SERGIO WILLIAN DE CASTRO OLIVEIRA FILHO*

“Não foi bem isso, não. Aí, eu me lembro bem.”1

Apresentar qualquer discussão relativa a projetos que se propõem a trabalhar com

a metodologia da “história oral” 2 se torna um trabalho bastante difícil se previamente não

levarmos em consideração os debates em torno do conceito “memória”. Um amplo e

infindável espectro de abordagens já se fizeram e continuam sendo feitas em relação a este

conceito.

Nossa ideia aqui não é a de fazer um levantamento bibliográfico de tal debate,

entretanto, cremos que se faz necessário realizar uma apresentação inicial de tal temática para

em seguida apresentarmos o “Projeto Memória” em consecução na Diretoria do Patrimônio

Histórico e Documentação da Marinha.

De modo geral podemos classificar a memória como a “propriedade de conservar

certas informações, [a qual] remete-nos em primeiro lugar a um conjunto de funções

psíquicas, graças às quais o homem pode atualizar impressões ou informações passadas, ou o

que ele representa como passadas” (LE GOFF, 2003:419). Dessa maneira, um dos atributos

inerentes ao uso da memória consiste no fato de que a mesma vem à tona à medida que

estímulos do presente desencadeiam a revisão de informações passadas.
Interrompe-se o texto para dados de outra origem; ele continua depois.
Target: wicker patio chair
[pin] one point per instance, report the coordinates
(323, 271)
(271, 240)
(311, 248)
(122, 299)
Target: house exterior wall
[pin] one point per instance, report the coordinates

Este ponto de vista acerca da memória pode ser complementado, em nossa

opinião, ao que Lowenthal (LOWENTHAL, 1998:88) denomina de capitulação da memória,

isto é, ao ser requisitada, ante as demandas do presente, constantemente a memória tende a ser

metamorfoseada de modo a adequar-se a estes pleitos:

A função fundamental da memória, por conseguinte, não é preservar o passado mas sim adaptá-lo a fim de enriquecer e manipular o presente. (...) Lembranças não são

* Doutorando em História Cultural pela Unicamp. Pesquisador da Diretoria do Patrimônio Histórico e Documentação da Marinha. 1 Depoimento do Contra-Almirante (Reformado) Jayme Leal Costa Filho (1918-2009). Entrevista realizada em 24 de novembro de 1998. 2 Apesar de utilizarmos no decorrer desse texto o já consagrado termo “história oral” fazemos a ressalva levantada por Garrido e compartilhada por nós: “Nos referimos a fontes orais porque não nos parece procedente falar em História Oral, mas preferimos insistir na ideia de que o importante é utilizar fontes orais para fazer história. Trata-se, portanto, de incorporar tais fontes orais como uma fonte documental a mais” (GARRIDO, 1993:33). Desta maneira, daremos preferência à utilização de “fontes orais” para a escrita da história, entendendo-se aqui “história” no “sentido de historiografia. Quer dizer (...) uma prática (uma disciplina), seu resultado (um discurso) e sua relação” (CERTEAU, 2006:109).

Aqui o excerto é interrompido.